В другом месте автор ссылается на масонского историка Тикстоуна, который утверждал, что поскольку упомянутые масоны ставили политические цели, то они были «незаконными» и не представляли «никакого интереса для масонской истории». О. Соловьев считает на этом для себя вопрос исчерпанным и заявляет: «Следовательно, русского масонства в полном смысле этого понятия фактически не существовало» (!) (с. 60). Но можно ли принимать на веру слова масонского историка о том, будто масоны не занимаются политикой? Особенно имея перед собой состав кабинетов Керенского, которые целиком состояли из масонов.
Эти два плана — признание фактических данных об участии масонов в событиях в России в канун и во время Февральской революции и нелогичное отрицание их влияния — в книге О. Соловьева находятся как бы в постоянном противоборстве.
Воскресим в памяти основные вехи истории российского масонства. В прошлых главах мы прервали рассказ на периоде декабризма, когда будущие участники событий на Сенатской площади решили выйти из масонских лож, переполненных полицейскими осведомителями, и образовали тайные кружки и общества, готовя вооруженное выступление. В 1822 году Александр I официально запретил тайные общества, в первую очередь масонские ложи. Масонство от этого, естественно, не перевелось. Но с уходом декабристов, а затем с казнями и ссылками, обрушившимися на дворянских революционеров, оно лишилось своих самых достойных живых сил. В лучшем случае отныне «братья» позволяли себе прекраснодушные мечтания, словопрения в «Аглицком» клубе и других местах общения. «Шумим, братец, шумим!» — восклицал грибоедовский Репетилов. Руководил петербургскими масонами, однако, человек достаточно влиятельный — граф С. С. Ланской. По признанию князя Долгорукова, Ланской, занимавший пост министра внутренних дел, до своей смерти (1862 г.) являлся председателем петербургской масонской ложи. Московское масонство возглавлял С. П. Фонвизин.[141]

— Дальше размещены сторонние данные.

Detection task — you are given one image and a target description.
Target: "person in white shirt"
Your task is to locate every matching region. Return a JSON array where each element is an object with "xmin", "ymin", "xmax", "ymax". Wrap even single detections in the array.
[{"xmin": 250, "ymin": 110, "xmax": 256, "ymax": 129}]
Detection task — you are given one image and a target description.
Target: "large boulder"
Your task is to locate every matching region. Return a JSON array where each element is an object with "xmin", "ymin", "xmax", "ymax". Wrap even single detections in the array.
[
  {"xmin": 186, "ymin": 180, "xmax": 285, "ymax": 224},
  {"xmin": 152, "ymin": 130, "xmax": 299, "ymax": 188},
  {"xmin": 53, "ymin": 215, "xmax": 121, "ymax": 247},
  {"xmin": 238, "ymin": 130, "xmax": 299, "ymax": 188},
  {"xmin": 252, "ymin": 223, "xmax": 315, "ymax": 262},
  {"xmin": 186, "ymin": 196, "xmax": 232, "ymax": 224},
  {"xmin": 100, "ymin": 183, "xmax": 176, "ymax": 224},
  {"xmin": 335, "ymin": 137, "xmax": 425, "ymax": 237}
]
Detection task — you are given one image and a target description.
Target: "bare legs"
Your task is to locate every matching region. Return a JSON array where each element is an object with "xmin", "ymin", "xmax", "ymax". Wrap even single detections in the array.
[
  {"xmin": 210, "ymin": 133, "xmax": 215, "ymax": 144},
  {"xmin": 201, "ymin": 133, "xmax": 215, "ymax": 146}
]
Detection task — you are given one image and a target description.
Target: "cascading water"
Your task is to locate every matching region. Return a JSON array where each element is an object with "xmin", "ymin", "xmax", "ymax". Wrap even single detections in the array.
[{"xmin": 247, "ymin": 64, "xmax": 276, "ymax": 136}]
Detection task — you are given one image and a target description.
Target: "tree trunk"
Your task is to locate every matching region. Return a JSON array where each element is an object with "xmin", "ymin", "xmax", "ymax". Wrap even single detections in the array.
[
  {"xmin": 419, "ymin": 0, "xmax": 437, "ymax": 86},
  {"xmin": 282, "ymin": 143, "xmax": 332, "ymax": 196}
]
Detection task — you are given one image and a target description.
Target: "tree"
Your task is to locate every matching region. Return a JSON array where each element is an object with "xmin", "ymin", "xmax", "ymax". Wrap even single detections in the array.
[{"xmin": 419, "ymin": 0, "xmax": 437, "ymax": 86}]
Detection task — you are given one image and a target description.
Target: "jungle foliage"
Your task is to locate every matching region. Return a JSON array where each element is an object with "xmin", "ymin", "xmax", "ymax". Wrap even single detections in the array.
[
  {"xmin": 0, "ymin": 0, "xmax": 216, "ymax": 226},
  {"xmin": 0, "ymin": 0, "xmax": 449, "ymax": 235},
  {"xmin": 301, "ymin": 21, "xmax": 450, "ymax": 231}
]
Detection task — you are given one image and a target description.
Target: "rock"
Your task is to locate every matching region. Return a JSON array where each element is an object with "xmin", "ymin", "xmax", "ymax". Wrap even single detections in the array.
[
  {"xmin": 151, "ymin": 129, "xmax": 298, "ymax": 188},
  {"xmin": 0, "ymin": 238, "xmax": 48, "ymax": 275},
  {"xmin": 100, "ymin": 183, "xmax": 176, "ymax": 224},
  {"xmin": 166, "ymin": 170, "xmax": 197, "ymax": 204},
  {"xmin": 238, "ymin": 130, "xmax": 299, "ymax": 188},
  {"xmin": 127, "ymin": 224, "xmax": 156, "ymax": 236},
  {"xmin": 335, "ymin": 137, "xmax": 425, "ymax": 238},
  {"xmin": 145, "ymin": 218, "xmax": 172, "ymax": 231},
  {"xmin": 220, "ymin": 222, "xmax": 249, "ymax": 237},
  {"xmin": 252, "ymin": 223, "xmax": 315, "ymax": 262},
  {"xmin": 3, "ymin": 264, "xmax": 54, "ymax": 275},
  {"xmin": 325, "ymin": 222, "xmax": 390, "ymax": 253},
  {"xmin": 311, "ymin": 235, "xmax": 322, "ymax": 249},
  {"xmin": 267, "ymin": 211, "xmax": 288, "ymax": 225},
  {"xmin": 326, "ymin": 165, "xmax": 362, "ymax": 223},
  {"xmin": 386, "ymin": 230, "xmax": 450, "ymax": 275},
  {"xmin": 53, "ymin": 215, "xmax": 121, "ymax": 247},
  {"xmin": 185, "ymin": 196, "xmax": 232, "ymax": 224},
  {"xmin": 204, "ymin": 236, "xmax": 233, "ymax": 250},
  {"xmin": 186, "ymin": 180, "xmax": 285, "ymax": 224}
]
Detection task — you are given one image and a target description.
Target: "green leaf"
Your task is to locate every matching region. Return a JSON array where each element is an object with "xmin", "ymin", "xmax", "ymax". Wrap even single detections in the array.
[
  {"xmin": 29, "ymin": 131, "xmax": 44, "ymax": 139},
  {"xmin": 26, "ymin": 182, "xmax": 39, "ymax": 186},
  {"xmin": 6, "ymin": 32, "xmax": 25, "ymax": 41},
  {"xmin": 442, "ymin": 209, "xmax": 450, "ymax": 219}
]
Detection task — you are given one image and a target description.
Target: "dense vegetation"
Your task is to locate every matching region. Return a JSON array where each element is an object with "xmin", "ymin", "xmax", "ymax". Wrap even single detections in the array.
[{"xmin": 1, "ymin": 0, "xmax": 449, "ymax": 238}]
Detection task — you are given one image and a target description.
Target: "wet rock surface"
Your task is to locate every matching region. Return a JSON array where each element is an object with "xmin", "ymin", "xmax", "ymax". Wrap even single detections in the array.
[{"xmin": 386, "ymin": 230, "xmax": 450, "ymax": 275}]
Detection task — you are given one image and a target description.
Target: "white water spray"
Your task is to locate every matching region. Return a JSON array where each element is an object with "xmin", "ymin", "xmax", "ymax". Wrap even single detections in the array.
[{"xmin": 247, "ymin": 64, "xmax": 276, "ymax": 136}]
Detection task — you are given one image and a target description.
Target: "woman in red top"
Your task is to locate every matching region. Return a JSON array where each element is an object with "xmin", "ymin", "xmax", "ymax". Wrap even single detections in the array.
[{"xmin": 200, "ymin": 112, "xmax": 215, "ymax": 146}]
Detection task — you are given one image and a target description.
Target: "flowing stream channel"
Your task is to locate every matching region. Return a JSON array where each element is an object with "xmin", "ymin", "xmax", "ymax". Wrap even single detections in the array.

Главные связи русские масоны поддерживали с консервативным шведским масонством, а также английским.
С 60-х годов прошлого столетия интерес к масонству в России возрастает. Сказывалось оживление общественной жизни, развитие либерально-земских настроений. Русская эмиграция стремится завязать контакты с масонскими ложами ряда стран. Интерес был взаимным. Наиболее активно он проявлялся в стране радикального масонства — во Франции. Именно Франция, отмечает крупный исследователь масонства В. И. Старцев, становится той страной, откуда масонское влияние в последние десятилетия XIX века проникает в среду русского освободительного движения.[142]